Silhouettes were simple: slouchy cardigans, skirts that tuliped at the waist to move with unimpeded freedom, and pants that ranged from pleat-waist jeans to relaxed capri cuts and breezy palazzo styles. Notably, an abundance of shorts filtered through the collection, some so brief they could be labelled hotpants, but Viard layered those over black opaque stockings or under extra-long outerwear for a clever equalising effect. A longer tailored pair cut from Chanel’s signature tweed and styled with a matching jacket delivered a more wearable riff on the trend, and was quickly earmarked a fashion-editor favourite.

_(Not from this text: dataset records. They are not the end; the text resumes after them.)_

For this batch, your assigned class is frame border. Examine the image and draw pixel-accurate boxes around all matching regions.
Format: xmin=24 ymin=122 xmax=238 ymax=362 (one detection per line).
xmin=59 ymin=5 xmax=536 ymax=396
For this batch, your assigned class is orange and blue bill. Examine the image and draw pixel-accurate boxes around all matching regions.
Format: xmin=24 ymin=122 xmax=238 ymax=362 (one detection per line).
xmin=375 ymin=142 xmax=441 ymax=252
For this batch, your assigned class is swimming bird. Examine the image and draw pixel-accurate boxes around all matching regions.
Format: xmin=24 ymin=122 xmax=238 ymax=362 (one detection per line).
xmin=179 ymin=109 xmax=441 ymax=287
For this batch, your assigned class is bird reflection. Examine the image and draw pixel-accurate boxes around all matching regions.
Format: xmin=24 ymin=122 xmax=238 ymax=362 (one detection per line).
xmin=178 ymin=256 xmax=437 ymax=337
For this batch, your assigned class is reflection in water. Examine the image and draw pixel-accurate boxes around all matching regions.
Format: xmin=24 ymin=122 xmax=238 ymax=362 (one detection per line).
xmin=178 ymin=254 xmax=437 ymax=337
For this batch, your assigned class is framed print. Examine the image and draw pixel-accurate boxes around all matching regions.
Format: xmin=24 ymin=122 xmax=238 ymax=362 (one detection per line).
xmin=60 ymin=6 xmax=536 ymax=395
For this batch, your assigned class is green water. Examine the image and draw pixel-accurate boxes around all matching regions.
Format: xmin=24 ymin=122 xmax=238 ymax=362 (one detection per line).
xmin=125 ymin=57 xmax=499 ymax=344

On the equally understated yet effective set she erected within the historic Grand Palais, Viard revealed, “The roofs of Paris reminded me of the atmosphere of the Nouvelle Vague. I thought about Kristen Stewart playing [actor] Jean Seberg [in the film Seberg], and all the [actors] Gabrielle Chanel dressed at that time.” And though the ’50s New Wave period of cinema she’s referring to rejected traditional filmmaking conventions in favour of documentary-style realism, Viard’s clothes were hardly workaday basics.

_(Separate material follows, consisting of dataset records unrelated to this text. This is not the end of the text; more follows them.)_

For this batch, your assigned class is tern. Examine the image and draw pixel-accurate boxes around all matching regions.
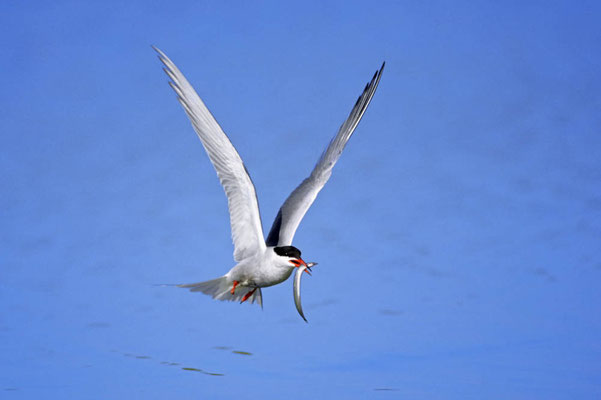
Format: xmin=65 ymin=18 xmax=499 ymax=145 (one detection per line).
xmin=153 ymin=46 xmax=385 ymax=321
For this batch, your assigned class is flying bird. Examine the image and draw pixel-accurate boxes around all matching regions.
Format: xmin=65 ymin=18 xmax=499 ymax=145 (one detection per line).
xmin=153 ymin=46 xmax=385 ymax=321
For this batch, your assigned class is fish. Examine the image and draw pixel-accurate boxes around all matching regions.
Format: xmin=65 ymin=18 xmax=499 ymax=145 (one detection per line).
xmin=292 ymin=262 xmax=317 ymax=323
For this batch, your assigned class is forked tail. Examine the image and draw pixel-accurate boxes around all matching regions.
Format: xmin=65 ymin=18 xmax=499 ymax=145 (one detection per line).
xmin=177 ymin=276 xmax=263 ymax=308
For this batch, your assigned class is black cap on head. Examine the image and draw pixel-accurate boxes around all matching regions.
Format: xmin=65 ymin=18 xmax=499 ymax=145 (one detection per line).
xmin=273 ymin=246 xmax=300 ymax=258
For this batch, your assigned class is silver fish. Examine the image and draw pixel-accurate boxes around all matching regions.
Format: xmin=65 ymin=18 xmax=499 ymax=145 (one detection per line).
xmin=292 ymin=263 xmax=317 ymax=322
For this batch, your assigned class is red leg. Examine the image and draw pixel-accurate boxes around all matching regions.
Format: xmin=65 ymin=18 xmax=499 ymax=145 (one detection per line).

Those techniques were varied and abounding, too. Delicate rows of ruffles were stitched into a denim jacket, elevating the workhorse fabrication into a haute work of art. Metallic braided rope and candy-striped silk trimmed cuffs, collars and hemlines, while thinly sliced leather was played against fine feathers across an elegant monochrome skirt-and-sweater ensemble. Even certain iterations of the old-school tweed texture (as well as a standout graphic print cast in blue and pink tonalities) revealed the letters C-H-A-N-E-L in the most sophisticated spin on logo mania you’re ever likely to find.
As the line-up moved towards eveningwear, from what at first glance appeared to be a selection of simple black dresses, emerged fluttery organza petals to balloon sleeves embellished with little bows—every overblown proportion perfectly balanced by another or offset by sheer taffeta that traded overt sexiness for chic sensuality.

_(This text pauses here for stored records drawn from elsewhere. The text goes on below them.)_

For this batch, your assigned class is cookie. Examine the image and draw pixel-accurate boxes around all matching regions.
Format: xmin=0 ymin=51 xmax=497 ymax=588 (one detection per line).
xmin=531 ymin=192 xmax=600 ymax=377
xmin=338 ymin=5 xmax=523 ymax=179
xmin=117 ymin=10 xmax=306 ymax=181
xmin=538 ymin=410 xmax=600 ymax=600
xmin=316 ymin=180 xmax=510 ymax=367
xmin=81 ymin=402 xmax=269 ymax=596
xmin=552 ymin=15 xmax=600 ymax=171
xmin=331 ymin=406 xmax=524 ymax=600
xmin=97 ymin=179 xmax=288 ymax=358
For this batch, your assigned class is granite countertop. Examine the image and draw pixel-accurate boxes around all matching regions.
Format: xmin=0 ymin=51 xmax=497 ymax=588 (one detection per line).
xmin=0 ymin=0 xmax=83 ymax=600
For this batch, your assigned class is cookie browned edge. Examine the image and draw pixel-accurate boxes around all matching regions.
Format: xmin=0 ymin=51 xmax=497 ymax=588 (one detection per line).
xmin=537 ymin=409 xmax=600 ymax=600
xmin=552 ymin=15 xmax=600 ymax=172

Adding to the overall air of nonchalance, footwear wasn’t elevated beyond a mini heel, and many of the models walked in two-tone ankle-strap flats, carrying timeless top-handle bags and adorned in layers of pearls or chunky gold chains. Short-brimmed hats topped off a helping of the looks, though the accumulation of accessories never felt overwrought, not least because of the thoughtful way in which they were met by a quintessentially French beauty look: undone hair and barely there make-up.
Altogether it was the kind of range that successfully defers fashion’s eternal quest for newness, because when the calibre of your clothes is so grand, so timeless and so wearable, what more could a woman’s wardrobe possibly hope for?
That’s not to say Viard didn’t deliver an evolution of Chanel’s ready-to-wear vision. The show’s opening look was a youthful playsuit version of the label’s original tweed jacket—a first for the brand and one that revealed the designer’s sensitivity to women of all ages, and hinted at her higher ambitions for the label. Continuing in this vein, with small tweaks applied to Chanel’s long-established party line, it was a breath of fresh air centred on the house history we already know and love. Because, as any bona fide style-setter will tell you, what lies at the core of cool isn’t passing trends, it’s simply staying true to yourself.